Immunofluorescent staining of macrophages 24 h after P. acnes injection. Pinnae sectioned at 4 μm were incubated with a PE-labeled anti-rat macrophage subset monoclonal antibody (clone: HIS36) and then mounted with antifade reagent with DAPI. Representative images merged with DAPI are shown for saline + DW (a), P. acnes + DW ((b) and (c)), P. acnes + 0.5 g/kg jumihaidokuto (JHT) ((d) and (e)), and P. acnes + 10 mg/kg prednisolone (PDN) ((f) and (g)). Panels (b), (d), and (f) are images of the inside of abscesses, and panels (c), (e), and (g) are the outside of abscess. Arrowheads indicate macrophages, which stained double positively with PE and DAPI. PE-positive and DAPI-negative cells found in the images are thought to be red blood cells and regarded as false positives for analysis of macrophages.

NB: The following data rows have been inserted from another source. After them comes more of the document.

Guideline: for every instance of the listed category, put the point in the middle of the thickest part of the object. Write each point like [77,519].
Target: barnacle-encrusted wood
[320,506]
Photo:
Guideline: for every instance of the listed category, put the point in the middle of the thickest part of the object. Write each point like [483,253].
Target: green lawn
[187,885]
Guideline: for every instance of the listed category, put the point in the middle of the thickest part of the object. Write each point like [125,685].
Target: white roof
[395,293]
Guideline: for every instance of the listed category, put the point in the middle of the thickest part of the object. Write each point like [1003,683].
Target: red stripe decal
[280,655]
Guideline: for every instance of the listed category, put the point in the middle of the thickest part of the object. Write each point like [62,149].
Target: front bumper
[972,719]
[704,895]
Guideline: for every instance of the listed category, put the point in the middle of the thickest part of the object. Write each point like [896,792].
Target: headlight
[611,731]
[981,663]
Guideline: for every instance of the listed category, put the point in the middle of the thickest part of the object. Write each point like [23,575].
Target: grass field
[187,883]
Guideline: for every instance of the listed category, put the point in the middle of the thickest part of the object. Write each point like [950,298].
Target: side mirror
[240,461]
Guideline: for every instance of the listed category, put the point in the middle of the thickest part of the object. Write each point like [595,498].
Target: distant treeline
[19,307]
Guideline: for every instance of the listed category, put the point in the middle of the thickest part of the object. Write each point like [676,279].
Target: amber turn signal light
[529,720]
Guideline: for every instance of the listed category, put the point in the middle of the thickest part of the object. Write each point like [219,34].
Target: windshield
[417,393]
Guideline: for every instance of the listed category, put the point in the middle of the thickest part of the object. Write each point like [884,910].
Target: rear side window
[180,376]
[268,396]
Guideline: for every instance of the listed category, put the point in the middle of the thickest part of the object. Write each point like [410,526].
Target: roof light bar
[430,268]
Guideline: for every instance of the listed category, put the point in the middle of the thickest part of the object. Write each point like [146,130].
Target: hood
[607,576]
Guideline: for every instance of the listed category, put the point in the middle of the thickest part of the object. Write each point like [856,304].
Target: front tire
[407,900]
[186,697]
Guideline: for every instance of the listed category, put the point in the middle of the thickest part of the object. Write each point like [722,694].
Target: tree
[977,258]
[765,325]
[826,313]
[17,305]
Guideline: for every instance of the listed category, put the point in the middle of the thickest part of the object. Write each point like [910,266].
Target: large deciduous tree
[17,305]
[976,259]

Scale bars: 20 μm.

Figure 5

Jumihaidokuto promoted macrophage accumulation in inflamed ears. Macrophages were stained by the procedures described in Figure 4. Accumulation of macrophages in the inflamed ears was evaluated relative to areas of PE-positive cells per unit area inside or outside the abscess using Biorevo BZ-9000 microscope and BZ-II software (Keyence, Osaka, Japan). N = 5. ^∗∗ P < 0.01 (Dunnett's test).

Figure 6

Jumihaidokuto had no effect on chemokine concentrations in inflamed ears. The pinnae were collected at 2 and 24 h after injection of P. acnes. Each sample was homogenized in cold PBS supplemented with proteinase inhibitors and centrifuged. CINC-1 (a) and MCP-1 (b) concentrations in the supernatants were determined by ELISA. Jumihaidokuto (JHT, 0.5 g/kg), prednisolone (PDN, 10 mg/kg), or distilled water (DW) was administered orally 1 h before and 6 h after bacterial injection. N = 10 (2 h), 4-5 (24 h). ^## P < 0.01 significant versus saline + DW group (Student's t-test), ^{∗, ∗∗} P < 0.05 and 0.01, respectively, and significant versus P. acnes + DW group (Dunnett's test).